Le Venezuela traverse depuis des mois une profonde crise politique, avec la lutte entre le président Nicolas Maduro et l’opposant Juan Guaido, qui s’est proclamé président par intérim et a été reconnu comme tel par une cinquantaine de pays, dont les Etats-Unis.

«Érosion de l’Etat de droit»

En juillet, Michelle Bachelet avait dénoncé dans un rapport l’«érosion de l’Etat de droit» au Venezuela, détaillant les menaces, tortures, détentions arbitraires et disparitions forcées subis par les opposants et défenseurs des droits humains.
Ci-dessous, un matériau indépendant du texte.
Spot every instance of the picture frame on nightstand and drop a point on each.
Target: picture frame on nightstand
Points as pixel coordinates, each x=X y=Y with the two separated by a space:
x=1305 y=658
Torture, mauvais traitements et détentions arbitraires, en particulier de militaires, se poursuivent selon la Haut-Commissaire, qui a également déploré que Caracas n’ait pris aucune mesure pour démanteler les Forces d’action spéciales (FAES, un corps d’élite de la police nationale créé en 2017), accusées par l’ONU de mener des exécutions extrajudiciaires.

Michelle Bachelet est en discussion avec le Venezuela pour y ouvrir un bureau. En attendant, elle a pu envoyer des experts sur place pour suivre la situation et visiter des prisons. Elle a ainsi indiqué que les autorités ont libéré 83 personnes, dont certaines figuraient sur la liste du Groupe de travail de l’ONU sur les détentions arbitraires.

La situation des droits humains au Venezuela sera à nouveau discutée ces prochains jours devant le Conseil des droits de l’Homme, alors que des pays préparent une résolution demandant une enquête internationale.